Aux États-Unis, les voitures électriques rattrapées par de nouvelles taxes
Les nouvelles taxes visant les propriétaires de voitures électriques aux États-Unis marquent un premier signal officiel: l’époque des avantages sans contrepartie touche à sa fin. C’est l’une des premières tentatives à grande échelle pour mettre un terme aux privilèges verts et ramener l’électrique dans la réalité fiscale.
Comment un pays qui, hier encore, accordait des aides à l’achat de plusieurs milliers de dollars peut-il désormais demander un effort fiscal supplémentaire aux mêmes automobilistes? La réponse est pragmatique, sèche et mathématiquement difficile à éviter. Les États ont besoin de recettes fiscales pour fonctionner. Si les transports connaissent leur plus grande mutation technologique depuis un siècle, le système fiscal doit évoluer avec eux.

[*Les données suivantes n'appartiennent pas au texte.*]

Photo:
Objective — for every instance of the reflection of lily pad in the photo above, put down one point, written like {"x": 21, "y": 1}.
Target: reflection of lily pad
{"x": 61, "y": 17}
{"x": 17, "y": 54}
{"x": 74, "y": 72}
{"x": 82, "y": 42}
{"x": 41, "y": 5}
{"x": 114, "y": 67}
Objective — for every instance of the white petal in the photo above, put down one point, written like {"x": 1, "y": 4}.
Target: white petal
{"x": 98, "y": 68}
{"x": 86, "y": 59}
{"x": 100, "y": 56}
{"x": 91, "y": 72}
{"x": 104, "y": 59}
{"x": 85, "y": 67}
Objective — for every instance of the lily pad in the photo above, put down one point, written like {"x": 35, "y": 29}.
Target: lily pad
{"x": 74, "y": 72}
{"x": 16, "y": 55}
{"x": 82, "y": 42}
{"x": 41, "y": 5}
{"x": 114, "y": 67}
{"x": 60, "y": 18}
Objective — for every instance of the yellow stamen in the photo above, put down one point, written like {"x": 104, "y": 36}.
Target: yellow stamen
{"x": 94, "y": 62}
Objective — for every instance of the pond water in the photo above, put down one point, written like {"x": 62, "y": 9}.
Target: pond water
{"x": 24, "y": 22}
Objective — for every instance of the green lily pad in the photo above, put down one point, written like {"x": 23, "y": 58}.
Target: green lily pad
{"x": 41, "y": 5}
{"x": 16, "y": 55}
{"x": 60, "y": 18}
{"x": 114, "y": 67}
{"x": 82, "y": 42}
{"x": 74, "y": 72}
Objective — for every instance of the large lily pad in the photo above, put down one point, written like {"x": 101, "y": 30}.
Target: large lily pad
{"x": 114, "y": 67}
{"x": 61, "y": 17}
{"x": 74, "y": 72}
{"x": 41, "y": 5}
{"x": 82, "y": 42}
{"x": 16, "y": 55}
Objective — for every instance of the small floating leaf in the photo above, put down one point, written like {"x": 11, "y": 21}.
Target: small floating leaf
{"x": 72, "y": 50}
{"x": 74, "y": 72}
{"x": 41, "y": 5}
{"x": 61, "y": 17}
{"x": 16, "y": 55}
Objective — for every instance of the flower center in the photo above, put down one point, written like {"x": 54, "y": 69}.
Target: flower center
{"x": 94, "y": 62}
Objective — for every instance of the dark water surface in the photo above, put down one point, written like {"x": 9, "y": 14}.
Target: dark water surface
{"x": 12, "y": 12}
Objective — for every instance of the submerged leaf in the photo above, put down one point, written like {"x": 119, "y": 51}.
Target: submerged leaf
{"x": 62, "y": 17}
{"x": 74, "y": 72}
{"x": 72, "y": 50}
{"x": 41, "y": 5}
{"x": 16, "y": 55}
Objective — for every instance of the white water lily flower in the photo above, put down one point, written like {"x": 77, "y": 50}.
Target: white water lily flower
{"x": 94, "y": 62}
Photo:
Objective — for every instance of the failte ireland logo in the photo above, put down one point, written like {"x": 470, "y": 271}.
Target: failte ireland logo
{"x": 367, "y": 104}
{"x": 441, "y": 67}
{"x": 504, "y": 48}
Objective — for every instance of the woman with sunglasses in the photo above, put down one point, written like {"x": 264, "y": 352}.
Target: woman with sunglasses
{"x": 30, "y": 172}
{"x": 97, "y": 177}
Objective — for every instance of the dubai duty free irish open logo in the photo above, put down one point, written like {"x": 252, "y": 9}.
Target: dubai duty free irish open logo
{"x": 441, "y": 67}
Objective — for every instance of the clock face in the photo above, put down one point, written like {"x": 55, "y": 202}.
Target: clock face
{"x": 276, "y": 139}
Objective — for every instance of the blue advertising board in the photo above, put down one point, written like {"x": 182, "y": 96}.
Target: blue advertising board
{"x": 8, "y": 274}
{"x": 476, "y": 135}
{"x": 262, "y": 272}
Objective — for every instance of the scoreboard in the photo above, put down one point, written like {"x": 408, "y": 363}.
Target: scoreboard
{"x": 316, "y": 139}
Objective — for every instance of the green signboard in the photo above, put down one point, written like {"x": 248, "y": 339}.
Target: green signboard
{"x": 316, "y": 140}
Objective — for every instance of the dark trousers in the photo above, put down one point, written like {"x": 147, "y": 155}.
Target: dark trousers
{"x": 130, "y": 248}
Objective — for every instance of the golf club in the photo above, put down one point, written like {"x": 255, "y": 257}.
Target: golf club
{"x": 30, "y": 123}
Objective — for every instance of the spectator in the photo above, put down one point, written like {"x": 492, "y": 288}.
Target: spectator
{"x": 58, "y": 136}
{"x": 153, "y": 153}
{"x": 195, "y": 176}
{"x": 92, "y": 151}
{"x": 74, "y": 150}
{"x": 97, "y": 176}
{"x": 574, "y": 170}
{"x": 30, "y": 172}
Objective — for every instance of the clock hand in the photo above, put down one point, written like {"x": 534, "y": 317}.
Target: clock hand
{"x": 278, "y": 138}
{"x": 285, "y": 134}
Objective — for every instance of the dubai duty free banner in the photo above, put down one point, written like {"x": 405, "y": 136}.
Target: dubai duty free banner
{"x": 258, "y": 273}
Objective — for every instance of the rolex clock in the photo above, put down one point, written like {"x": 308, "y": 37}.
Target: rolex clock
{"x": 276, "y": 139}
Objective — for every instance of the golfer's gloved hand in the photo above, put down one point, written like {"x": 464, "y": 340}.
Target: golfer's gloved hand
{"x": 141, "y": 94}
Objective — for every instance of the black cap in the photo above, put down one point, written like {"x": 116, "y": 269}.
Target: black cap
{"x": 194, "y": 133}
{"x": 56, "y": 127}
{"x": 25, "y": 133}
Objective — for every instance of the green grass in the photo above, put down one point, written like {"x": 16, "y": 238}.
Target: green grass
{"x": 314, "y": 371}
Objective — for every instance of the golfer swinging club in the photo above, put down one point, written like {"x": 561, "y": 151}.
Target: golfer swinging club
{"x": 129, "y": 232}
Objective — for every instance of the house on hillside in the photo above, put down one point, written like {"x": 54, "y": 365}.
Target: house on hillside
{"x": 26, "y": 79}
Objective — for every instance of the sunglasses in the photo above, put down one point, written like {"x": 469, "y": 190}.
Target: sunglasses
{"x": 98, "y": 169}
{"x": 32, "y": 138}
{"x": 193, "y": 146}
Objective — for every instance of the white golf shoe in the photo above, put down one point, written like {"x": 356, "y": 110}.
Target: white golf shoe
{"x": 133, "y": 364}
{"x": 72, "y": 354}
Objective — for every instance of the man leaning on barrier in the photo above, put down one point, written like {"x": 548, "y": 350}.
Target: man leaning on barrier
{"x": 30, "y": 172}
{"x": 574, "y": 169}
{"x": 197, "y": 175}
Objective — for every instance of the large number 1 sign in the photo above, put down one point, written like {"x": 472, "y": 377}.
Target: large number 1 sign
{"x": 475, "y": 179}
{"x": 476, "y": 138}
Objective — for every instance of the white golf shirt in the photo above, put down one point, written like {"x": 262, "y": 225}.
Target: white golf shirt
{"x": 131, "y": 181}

Le modèle de la taxe sur les carburants s’essouffle.
Pendant des décennies, la construction et l’entretien des routes ont reposé sur une idée simple mais efficace: la taxe sur les carburants. Plus vous rouliez, plus votre véhicule était lourd, plus vous consommiez, et plus vous payiez d’impôts à la pompe. C’était le modèle classique de l’utilisateur-payeur, avec un flux régulier de recettes pour maintenir les routes en état correct.
Les voitures électriques échappent en grande partie à ce système. Leurs propriétaires utilisent l’éclairage public, usent le bitume, souvent davantage que des modèles thermiques comparables en raison du poids des batteries, et patientent dans les mêmes embouteillages. Pourtant, ils ne contribuent pas par la fiscalité sur les carburants.

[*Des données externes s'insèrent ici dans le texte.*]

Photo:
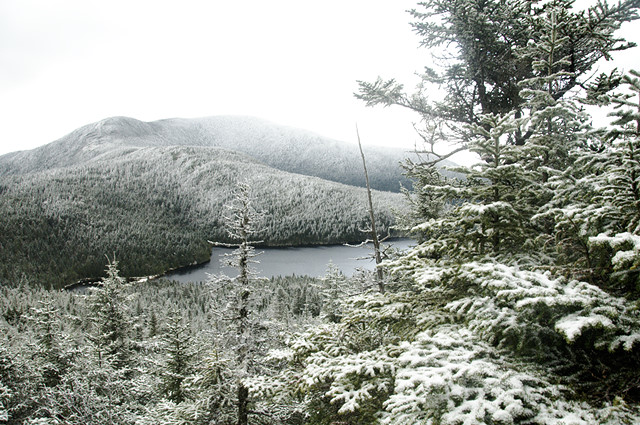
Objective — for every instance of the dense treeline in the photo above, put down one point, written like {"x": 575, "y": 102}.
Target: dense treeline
{"x": 135, "y": 353}
{"x": 157, "y": 208}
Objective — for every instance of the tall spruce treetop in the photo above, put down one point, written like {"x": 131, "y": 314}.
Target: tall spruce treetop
{"x": 481, "y": 60}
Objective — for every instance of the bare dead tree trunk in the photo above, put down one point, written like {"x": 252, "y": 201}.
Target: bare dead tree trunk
{"x": 374, "y": 232}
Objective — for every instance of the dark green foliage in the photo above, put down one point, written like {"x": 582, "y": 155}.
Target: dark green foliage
{"x": 50, "y": 368}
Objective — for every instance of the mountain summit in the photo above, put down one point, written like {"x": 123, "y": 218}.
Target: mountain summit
{"x": 154, "y": 193}
{"x": 281, "y": 147}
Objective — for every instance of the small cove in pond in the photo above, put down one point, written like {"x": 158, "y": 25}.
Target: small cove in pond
{"x": 308, "y": 260}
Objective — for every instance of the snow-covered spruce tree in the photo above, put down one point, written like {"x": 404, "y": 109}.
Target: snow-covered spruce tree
{"x": 53, "y": 359}
{"x": 468, "y": 335}
{"x": 111, "y": 320}
{"x": 242, "y": 337}
{"x": 106, "y": 376}
{"x": 617, "y": 249}
{"x": 179, "y": 355}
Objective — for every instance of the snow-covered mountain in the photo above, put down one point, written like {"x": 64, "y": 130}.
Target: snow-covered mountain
{"x": 284, "y": 148}
{"x": 153, "y": 194}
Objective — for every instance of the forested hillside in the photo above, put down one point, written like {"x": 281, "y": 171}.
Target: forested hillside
{"x": 519, "y": 304}
{"x": 156, "y": 208}
{"x": 284, "y": 148}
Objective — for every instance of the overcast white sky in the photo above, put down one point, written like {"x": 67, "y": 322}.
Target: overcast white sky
{"x": 68, "y": 63}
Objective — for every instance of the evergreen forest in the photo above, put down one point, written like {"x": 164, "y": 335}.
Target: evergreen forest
{"x": 519, "y": 304}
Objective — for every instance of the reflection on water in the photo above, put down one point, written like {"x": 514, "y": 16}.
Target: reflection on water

Que la recharge se fasse à domicile ou sur une borne publique, le Trésor perçoit beaucoup moins sur le trajet qu’à l’époque de l’essence et du diesel. Pour les États américains, la réaction ne relève donc pas d’une embuscade idéologique, mais d’une forme d’autodéfense budgétaire. Si l’assiette fiscale disparaît alors que les coûts routiers restent, les règles doivent changer avant que les infrastructures ne se dégradent.
L’ère des incitations arrive à son terme.
La première génération d’acheteurs de voitures électriques a bénéficié d’avantages publics, et l’argument pouvait s’entendre. Une nouvelle technologie avait besoin d’aide, et les premiers adoptants prenaient des risques que la société souhaitait les voir prendre.
Cette phase s’achève. Les voitures électriques ne sont plus des expériences de niche. Elles deviennent des produits de grande diffusion et, dans de nombreux segments, se rapprochent de la parité de prix avec les modèles essence. Les gouvernements ne peuvent pas les subventionner indéfiniment. Au contraire, lorsqu’une nouvelle technologie devient normale, elle doit commencer à financer sa part.
L’agacement des consommateurs se comprend aisément, mais il relève d’une vision économique à courte vue. Imaginer qu’un propriétaire de voiture électrique devrait rester durablement dispensé de financer les routes au seul motif que son véhicule n’émet pas de CO2 à l’échappement relève de l’illusion. Les systèmes sociaux, les écoles, les services de secours et le bitume lisse sous les pneus ne se financent ni avec de bonnes intentions ni avec des slogans verts.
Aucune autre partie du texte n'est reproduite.